The dinner was very successful and splendid. At my command a hundred candles had been lit, so that a veritable fire danced and flickered all around the room, and when I looked at all the faces lit by this fire, what I saw on them was happiness. Even on Will’s face, as he stood at his post behind the King’s chair, wearing Livery now far too big for his shrunken body, I noticed a foolish smile, which he was unable to suppress, except when he took up a plate from the Footman to set it before the King, and this he did with most morose Concentration.
Margaret was wearing a turquoise gown, with turquoise ribbons in her auburn hair.
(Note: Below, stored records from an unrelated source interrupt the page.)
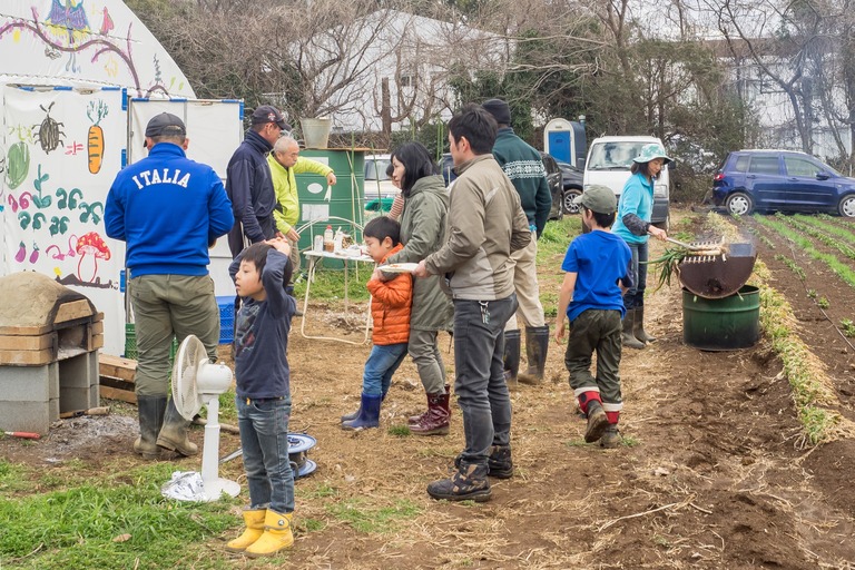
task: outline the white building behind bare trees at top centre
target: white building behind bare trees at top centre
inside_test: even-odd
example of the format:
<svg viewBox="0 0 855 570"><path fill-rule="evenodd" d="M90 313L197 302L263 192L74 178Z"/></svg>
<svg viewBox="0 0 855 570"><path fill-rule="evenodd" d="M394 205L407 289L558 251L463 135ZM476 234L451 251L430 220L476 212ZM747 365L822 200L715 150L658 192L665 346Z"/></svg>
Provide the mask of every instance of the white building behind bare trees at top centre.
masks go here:
<svg viewBox="0 0 855 570"><path fill-rule="evenodd" d="M348 31L352 37L341 41ZM334 131L351 132L383 130L384 120L391 130L402 130L428 118L449 119L456 104L452 72L501 72L512 49L505 38L461 23L377 10L296 40L292 55L302 68L321 69L325 53L341 53L341 65L315 78L313 96L318 115L332 117Z"/></svg>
She seemed to blush a great deal, as though at her own beauty, and I marvelled that I, with my flat nose and my Hog’s Bristles and my fat, speckled stomach, could be father to such a lovely girl.
After Dinner, too weighed down by food and drink to play at Shuttlecock, we began on a game of Blind Man’s Buff in the Withdrawing Room and got great mirth from watching him or her who was the Blindfold Catcher staggering about on my carpet from Chengchow, while we ran and hid behind chairs and curtains, and called out taunts and provocations.
When it was the King’s turn to be the Catcher, he declared that he could recognise each one of us by our Smell and, because we could not hide from our own Perfume, it did indeed come about that he caught and identified us more quickly than any other Catcher, and I thought how it seems to be his gift to know people by their scent, or their gait or by their breathing, and sometimes to ascertain, with strange precision, what is in their minds.
When we were tired of the Buff, we made up two tables for Rummy, and a Mead was served with delicate Vanilla biscuits, crafted by Cattlebury, and it came about that Sir James Prideaux was revealed as a true Master of the game and outdid us all, and collected to himself a great pile of the ha’pennies for which we were playing.